One night after breaking up with Simone, Frankie tries to hook up with a younger man over the Internet. However, his three friends show up at the meeting place, and things go from bad to worse.

The realism and acting in BEACH RATS may hold the viewer’s interest, but the story and character development too often seem just as aimless as the main character. Also, Frankie goes from being active to being passive at the end when some poor decisions result in his three friends getting out of hand while Frankie just watches, not knowing what to do, or being too scared to do anything. The movie doesn’t say whether Frankie and his friends just graduated high school or are 19 or even 20, but Frankie’s still living at home while his father lies dying on the living room couch in hospice care.

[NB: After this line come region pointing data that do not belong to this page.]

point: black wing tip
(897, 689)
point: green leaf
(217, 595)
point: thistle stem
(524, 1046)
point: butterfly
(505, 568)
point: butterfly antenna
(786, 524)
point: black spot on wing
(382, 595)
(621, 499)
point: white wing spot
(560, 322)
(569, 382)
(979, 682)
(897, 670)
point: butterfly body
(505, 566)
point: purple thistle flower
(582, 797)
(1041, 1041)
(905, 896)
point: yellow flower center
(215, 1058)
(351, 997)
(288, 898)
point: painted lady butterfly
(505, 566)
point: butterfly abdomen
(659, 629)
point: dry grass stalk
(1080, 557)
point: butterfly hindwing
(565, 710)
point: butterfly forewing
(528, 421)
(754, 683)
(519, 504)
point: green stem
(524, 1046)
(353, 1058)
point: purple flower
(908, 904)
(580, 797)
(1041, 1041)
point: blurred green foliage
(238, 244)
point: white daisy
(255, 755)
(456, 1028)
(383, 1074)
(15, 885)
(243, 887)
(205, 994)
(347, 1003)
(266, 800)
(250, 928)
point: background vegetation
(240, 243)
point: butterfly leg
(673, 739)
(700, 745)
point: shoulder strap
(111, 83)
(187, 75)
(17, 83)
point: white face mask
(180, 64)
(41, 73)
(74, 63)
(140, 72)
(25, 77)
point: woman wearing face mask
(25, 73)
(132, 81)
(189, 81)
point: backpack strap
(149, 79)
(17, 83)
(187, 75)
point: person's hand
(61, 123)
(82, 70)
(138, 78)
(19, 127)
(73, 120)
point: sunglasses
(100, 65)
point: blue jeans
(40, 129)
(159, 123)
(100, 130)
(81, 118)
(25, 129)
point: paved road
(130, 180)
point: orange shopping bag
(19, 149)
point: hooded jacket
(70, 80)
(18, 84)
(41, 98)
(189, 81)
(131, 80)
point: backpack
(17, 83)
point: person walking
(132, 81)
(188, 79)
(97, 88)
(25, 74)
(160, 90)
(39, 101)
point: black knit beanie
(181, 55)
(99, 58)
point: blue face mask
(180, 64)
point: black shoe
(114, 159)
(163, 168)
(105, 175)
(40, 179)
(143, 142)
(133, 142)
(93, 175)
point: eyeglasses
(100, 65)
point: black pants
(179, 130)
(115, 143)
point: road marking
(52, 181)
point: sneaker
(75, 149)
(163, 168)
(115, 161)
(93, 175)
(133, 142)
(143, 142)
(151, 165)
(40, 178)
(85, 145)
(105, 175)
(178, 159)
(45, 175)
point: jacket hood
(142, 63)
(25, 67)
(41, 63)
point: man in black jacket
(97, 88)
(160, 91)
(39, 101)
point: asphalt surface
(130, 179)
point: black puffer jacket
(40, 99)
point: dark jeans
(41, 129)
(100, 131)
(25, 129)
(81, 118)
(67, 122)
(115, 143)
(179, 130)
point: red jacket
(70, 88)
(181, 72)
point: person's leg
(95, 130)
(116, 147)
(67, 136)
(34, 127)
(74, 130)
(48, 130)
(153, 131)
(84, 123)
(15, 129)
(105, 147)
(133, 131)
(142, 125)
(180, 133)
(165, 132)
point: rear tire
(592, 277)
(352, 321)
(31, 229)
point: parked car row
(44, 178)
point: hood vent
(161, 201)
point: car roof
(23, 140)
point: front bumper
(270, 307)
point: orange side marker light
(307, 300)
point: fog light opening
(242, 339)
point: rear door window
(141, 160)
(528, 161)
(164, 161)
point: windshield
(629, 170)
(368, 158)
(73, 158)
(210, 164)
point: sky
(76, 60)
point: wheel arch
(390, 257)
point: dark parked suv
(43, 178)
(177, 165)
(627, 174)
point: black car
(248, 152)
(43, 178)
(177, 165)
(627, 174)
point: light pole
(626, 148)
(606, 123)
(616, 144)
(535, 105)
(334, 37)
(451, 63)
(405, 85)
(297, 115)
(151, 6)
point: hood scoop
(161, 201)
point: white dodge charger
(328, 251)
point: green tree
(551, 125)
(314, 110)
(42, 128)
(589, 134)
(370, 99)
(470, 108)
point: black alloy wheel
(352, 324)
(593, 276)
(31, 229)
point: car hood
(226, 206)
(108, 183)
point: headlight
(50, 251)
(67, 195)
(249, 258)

It eventually becomes obvious, though, that Frankie doesn’t know what he really wants, but it’s not clear why. Was Frankie just afraid of “coming out” with his friends and family because of how they would react. Or, was there something more to it? It also wasn’t clear why Frankie and his three friends were so aimless and so focused on drugs. Boredom could be the root cause of this behavior, but the movie itself doesn’t really say, or even attempt to provide a clue for viewers.

MOVIEGUIDE® suspects the writer and director wanted to make a Romantic, politically liberal or leftist statement against what the Left calls “homophobia.” If so, though, that message really didn’t come across strong enough in the movie. Ultimately, the movie doesn’t make either heterosexuality or homosexuality seem very attractive. In fact, a generous interpretation of BEACH RATS could say that the movie shows what happens when you mix boredom, aimlessness, drugs, lack of a dominant father figure, laziness, and sexual promiscuity. The movie also contains a positive scene of a Catholic funeral for the main character’s father, but, otherwise, Christianity doesn’t seem to impact Frankie and his family in any meaningful, much less really positive, way. So, even a generous interpretation of BEACH RATS can’t justify the movie’s excessive foul language, lewd content and extreme nudity.

That said, it’s clear that the friends use their need to get high to justify an attack on a young homosexual man to steal his marijuana. It’s also clear that Frankie is disturbed and guilt-ridden by what his friends do. However, there’s no real resolution to all of Frankie’s confused emotional state and confused behavior. The filmmakers just leave viewers hanging at the end of BEACH RATS.

It’s doubtful, therefore, whether the average moviegoer, much less media-wise moviegoers, will find BEACH RATS appealing, if at all.